Thunder Bay Indigenous Friendship Centre Roots Community Food Centre program helps students with cultural land-based teachings

By Rick Garrick
THUNDER BAY — A group of Westgate Collegiate & Vocational Institute (CVI) students enjoyed learning from First Nations chef Zach Keeshig through a Thunder Bay Indigenous Friendship Centre (TBIFC)-Roots Community Food Centre program on May 27 in Thunder Bay. The students made hamburger buns in a wood-fired outdoor oven, moose and bison burgers over an outside fire, and a salad on an outdoor table under the tutelage of Keeshig.
“It was really fun learning about how to make buns and also how to grind the fat to make the moose meat chewy and also still good at the same time,” says JJ Echum, a Westgate CVI student, noting that the burger tasted really good. “And also it was fun making the salad as well.”
Echum says the program enabled him to learn cultural land-based teachings and to learn from Elders.
“I didn’t know how to make a bun, I would regularly just buy it from the store but it’s really interesting in how they make them,” Echum says.
Lucius Thompson, a Westgate CVI student, says he enjoyed learning some of the techniques involved with making a hamburger meal, such as how they made the egg wash they used on the buns.
“I didn’t think putting water in egg wash would do something but apparently it does, so that’s something new,” Thompson says. “And then making your own vinaigrette and adding maple syrup instead of sugar adds a whole new sense of uniqueness to it.”
Thompson says he was honoured to have the opportunity to participate in the program.

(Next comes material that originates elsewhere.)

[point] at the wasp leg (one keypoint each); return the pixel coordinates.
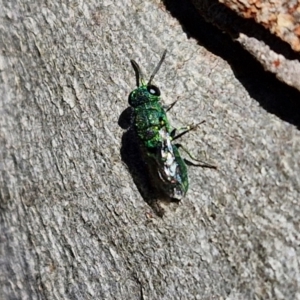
(168, 107)
(202, 164)
(186, 130)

“I’m actually in a foods class at Westgate,” Thompson says. “My teacher recommended me to do this after he heard what we were doing, so [I’m] honoured he let me do it.”
Payton Yellowhead, a Westgate CVI student, also enjoyed learning how to make the meal during the program.
“It brings me more to my culture because as a kid, I never got to do this stuff, and preparing the meat and stuff was kind of cool,” Moonias says. “I would say it’s one of the best burgers I ever had.”
Genevieve Desmoulin, cultural resource coordinator at TBIFC and Biigtigong Nishnaabeg citizen, says Keeshig provided some teachings to students about cooking cultural foods.
“We used moose ground as a traditional meat and they made their own buns in a fire oven,” Desmoulin says. “They learned how to weigh items and gain more culinary skills and life skills that are really important to them. Chef Zach Keeshig did a wonderful job of engaging the youth; they were really engrossed in what they were doing, they were attentive, they were eager to help put together the food, and as I’m watching everybody gobble down their food, I’m assuming that it’s really delicious.”
Keeshig, head chef and owner of the Naagan by Chef Zach Keeshig restaurant in Owen Sound, which was recently recognized as number nine on Canada’s Best New Restaurants list, says he does a tasting menu with about 12 courses of food that they forage, grow, and source locally.
“We’ve very lucky that we’re able to travel all over Canada, being able to do these sort of classes,” Keeshig says. “It’s very important for me to be able to hand down and pass on some of the knowledge that I’ve learned from working in some of the top restaurants in Canada, being able to work with some of our traditional meats that some people may not have done, and being able to forage and stuff like that. We want to show the next generation some of these traditions and it not be lost.”
Keeshig says they chose the hamburger meal recipe so it would be something familiar that the students could recreate at home.
“The point of these classes is to hopefully inspire them to step behind the stove and cook something quite easy but with more of the traditional ingredients we’re used to seeing,” Keeshig says. “It’s just a great opportunity for myself to be able to show these [students] a little bit of what we do back home and hopefully inspire them in the future.”
Natasha Harding, a teacher at Westgate CVI, says the students’ food preparation session was fantastic.
“They were all right in there right from the get-go,” Harding says. “Chef Zach definitely knew how to command the crowd and give out direction, it is his forte and they all bought in and were hands-on right from rising the dough for the buns to the meat grinding inside to cooking it all over the fire and in the fired oven.”